12-03-2014 07:38 PM
I've got a slow memory leak in the nbars binary. Eventually gets big enough (>6GB) that I have to restart NetBackup services on the master. The leak is pretty slow - I can go several weeks before it becomes an issue and I need to restart.
Just wondering if anyone else has run into this leak on their Solaris master?
Solaris 10:NetBackup Enterprise 7.6.0.3
12-04-2014 01:14 AM
There are a few instances of nbars memory leak, but nothing for 7.5.0.3 springs up.
You could try adding the following to your /usr/openv/netbackup/bp.conf (no restart is necessary)
NBARS_DISCOVERY_TIMER = 300
nbars is set to do a discovery ever 1 second - this will slow it down to every 5 minutes and should slow down the memory leak from happening.
If that setting gives any undesired results, remove it.
When you are having the issue, it might be worth checking the nbars log (oid 362) to see if anything suspect is showing up:
vxlogview -i 362 -d all -t 04:00:00 > nbars.txt
(this will capture the last 4 hours of nbars logs)
You can always stop nbars on it's own without restarting the whole of NetBackup
nbars -terminate
then run: nbars to re-run
If the above does not help, I would suggest logging a call with Symantec.
12-04-2014 03:14 AM
Just taken a look at mine, you many have hit upon something there.

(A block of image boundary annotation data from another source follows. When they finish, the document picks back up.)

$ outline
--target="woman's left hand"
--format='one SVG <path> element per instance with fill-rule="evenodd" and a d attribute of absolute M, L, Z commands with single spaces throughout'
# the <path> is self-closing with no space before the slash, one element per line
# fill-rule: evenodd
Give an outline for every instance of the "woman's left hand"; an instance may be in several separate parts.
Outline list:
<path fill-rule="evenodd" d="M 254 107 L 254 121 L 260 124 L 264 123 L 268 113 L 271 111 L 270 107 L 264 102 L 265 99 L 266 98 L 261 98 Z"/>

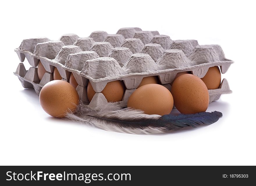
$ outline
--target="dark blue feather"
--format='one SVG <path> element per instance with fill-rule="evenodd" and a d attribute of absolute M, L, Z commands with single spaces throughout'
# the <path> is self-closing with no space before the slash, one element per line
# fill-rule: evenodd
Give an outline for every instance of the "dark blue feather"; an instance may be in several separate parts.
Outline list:
<path fill-rule="evenodd" d="M 222 114 L 217 111 L 202 112 L 191 114 L 180 114 L 164 115 L 157 119 L 142 118 L 125 119 L 110 116 L 100 119 L 108 121 L 109 124 L 132 129 L 143 130 L 149 127 L 163 131 L 177 130 L 188 127 L 196 127 L 202 124 L 209 125 L 218 121 Z M 107 122 L 107 123 L 109 123 Z"/>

I'm 7.6.0.1 (note not 7.5.0.3 as written by revaroo!) and top shows nbars as the topmost when size ordered, size 5029MB, RES 821M. Interesting.
Jim
12-12-2014 03:33 AM
Mine is now size 5401M and res 894M . Looks like a leak to me.
12-12-2014 12:09 PM
Yup. Mine is 7540. I'm going to restart nbars...
12-15-2014 12:52 PM
Leak is pretty consistent - 8MB/hr
NBARS_DISCOVERY_TIMER setting has no effect from what I can tell...
01-05-2015 11:43 PM
I do not see anyone offering a solution here.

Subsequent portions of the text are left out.